In essence, the Brody Act started the ball rolling toward the Alabama Supreme Court's ruling in Stinnett, where a doctor faces possible liability for wrongful death in treatment of a miscarriage. That raises this question: Is the Brody Act sound law? An amended version of the Brody Bill, the one that was signed into law, can be found here -- and we see no sign that it is based on fact, science, legal precedent, or anything else of substance. It appears to be a piece of arbitrary legislation that has little or no legitimate purpose and was created mostly for political expedience. Former State Rep. Spencer Collier drafted the bill, and we found this in a report at saintpatrickcc.com:

Collier said that, starting July 1, it would be up to a prosecutor to prove a woman was pregnant and that the accused person injured or killed the child she was carrying.

He said a district attorney might try to use the Brody bill to prosecute someone for criminally negligent homicide or manslaughter if the person caused a traffic accident that killed an unborn child.

Not only would the law not apply in the case of legal abortions, it also would not apply to the mother. Sen. Rodger Smitherman, D-Birmingham, said he wanted that provision added to ensure that a woman who miscarried could not be prosecuted. It also would not apply to health care providers if an unborn child were injured or killed by medical care.

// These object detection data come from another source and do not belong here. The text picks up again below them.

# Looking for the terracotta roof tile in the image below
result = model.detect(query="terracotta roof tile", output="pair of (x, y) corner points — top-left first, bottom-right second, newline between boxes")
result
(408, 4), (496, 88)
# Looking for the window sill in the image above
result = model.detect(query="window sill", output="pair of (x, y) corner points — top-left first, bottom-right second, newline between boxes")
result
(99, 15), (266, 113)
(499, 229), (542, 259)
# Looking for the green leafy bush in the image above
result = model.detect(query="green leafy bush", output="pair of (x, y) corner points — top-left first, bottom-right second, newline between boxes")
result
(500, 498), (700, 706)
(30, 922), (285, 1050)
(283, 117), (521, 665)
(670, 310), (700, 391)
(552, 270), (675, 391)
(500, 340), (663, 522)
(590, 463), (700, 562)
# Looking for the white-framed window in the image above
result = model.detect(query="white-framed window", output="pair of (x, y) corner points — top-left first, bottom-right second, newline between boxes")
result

Collier's bill as first written would have applied to "an unborn child at every stage of gestation (in the uterus) from conception to birth, regardless of viability."

At Smitherman's request, that phrase was rewritten to apply to "an unborn child (in the uterus) at any stage of development regardless of viability."

Collier said he believed the new language had the same meaning as the original language. "I do think it accomplishes the same thing," he said.

But Smitherman said it would be up to a judge to decide whether the bill applied from conception. "I don't know what a judge would say," Smitherman said.

Clearly, the act had its origins in the notion that "life begins at conception," even though that is demonstrably untrue -- as should be apparent to anyone with a sixth grader's knowledge of human biology. Apparently, the Alabama legislators who approved the Brody Bill -- and former Gov. Bob Riley, who signed it into law -- lack that level of scientific knowledge.

That means the Brody Act, and its progeny, are very bad law, and we will show why in upcoming posts.

As for the Stinnett case, it was remanded to the trial court for further proceedings, and we have seen no updates in the press.